As such, Facebook's latest legal action is welcome news - Facebook has this week launched legal proceedings against a Spanish-based company called MGP25 Cyberint Services, over the provision of automation software to distribute fake likes and comments on Instagram.
As explained by Facebook:
"The defendant’s service was designed to evade Instagram’s restrictions against fake engagement by mimicking the official Instagram app in the way that it connected to our systems. The defendants did this for profit, and continued to do so even after we sent a Cease and Desist letter and disabled their accounts."
This is not the first time that Facebook has taken legal action over the sale of fake likes and followers.
In March 2019, Facebook filed suit against several companies, following a ruling by New York's Attorney General that selling fake social media followers and likes is essentially illegal. That case followed an investigation by The New York Times into an organization called Devumi which had reportedly provided a paid service to regularly add fake likes, followers and retweets to the accounts of a range of high-profile celebrities and social media influencers.
The New York ruling essentially established precedent that such activity is, in fact, illegal, and it's one of several areas that Facebook has since sought to take more action against, via legal enforcement, as a means to deter future instances of the same.
Of course, buying followers and likes is still possible - a simple Google search will provide you with a range of options to choose from. But hopefully, with increased legal action, Facebook can increase the risk for such traders, and disincentivize operations from offering fake engagement.
Also, it's just rubbish. You might feel a bit better, or look a bit better, with 10k followers instead of 100. But those bot accounts will never engage, they'll never buy your products. They'll also ruin your data - if half your audience are bots, your analytics are pretty much useless.

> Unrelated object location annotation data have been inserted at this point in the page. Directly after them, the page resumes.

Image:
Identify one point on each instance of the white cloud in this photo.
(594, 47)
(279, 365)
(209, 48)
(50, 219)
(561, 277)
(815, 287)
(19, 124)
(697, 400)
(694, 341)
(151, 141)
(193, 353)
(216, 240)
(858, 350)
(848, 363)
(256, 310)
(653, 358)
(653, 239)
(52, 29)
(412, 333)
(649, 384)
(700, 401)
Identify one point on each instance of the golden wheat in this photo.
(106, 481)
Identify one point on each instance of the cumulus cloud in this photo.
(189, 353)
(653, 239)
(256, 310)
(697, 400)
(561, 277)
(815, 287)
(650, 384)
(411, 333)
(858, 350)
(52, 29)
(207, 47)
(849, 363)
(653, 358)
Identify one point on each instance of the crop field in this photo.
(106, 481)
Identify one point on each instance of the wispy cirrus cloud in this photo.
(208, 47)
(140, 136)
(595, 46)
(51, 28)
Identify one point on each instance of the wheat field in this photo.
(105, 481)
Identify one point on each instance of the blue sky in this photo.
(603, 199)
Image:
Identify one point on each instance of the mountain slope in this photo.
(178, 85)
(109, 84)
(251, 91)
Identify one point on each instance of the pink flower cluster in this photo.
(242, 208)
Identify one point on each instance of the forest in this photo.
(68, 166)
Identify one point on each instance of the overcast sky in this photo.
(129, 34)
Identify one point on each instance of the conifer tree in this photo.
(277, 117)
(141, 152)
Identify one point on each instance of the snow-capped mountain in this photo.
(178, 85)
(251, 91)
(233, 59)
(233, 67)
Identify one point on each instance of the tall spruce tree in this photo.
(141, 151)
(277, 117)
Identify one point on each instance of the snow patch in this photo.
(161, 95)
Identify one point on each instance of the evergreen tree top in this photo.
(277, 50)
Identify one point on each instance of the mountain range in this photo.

As a short-term strategy, maybe it looks impressive. But really, it's not helping, and it won't ultimately generate results.
And worse, if you get found out, the reputational damage could be severe.
In addition to this, Facebook is also taking action against the owner of a US-based company for data scraping.
"Facebook Inc. also sued Mohammad Zaghar in federal court in San Francisco for operating a data scraping service called Massroot8. This service asked people to provide their Facebook login credentials on the Massroot8 website. The credentials were then used by Zaghar’s service to scrape user data from Facebook. Zaghar collected the data by using a computer program to control a network of bots, which pretended to be an Android device connected to the official Facebook mobile app."
Data scraping has become a much bigger concern for Facebook following the Cambridge Analytica debacle, and while court rulings on such have presented varying results, in this instance, it seems that the company operated in violation of Facebook's terms, which will likely lead to prosecution.
It's good to see Facebook increasing its action on these fronts. With more businesses shifting their focus to online marketing, as local newspapers and their regular promotional outlets close up, it's increasingly important that the data being presented online is accurate, and reflects real world activity, by real people, while additionally protecting user information.
Weeding these services out will increase trust in online platforms, and ultimately, make social media a more effective and beneficial business tool.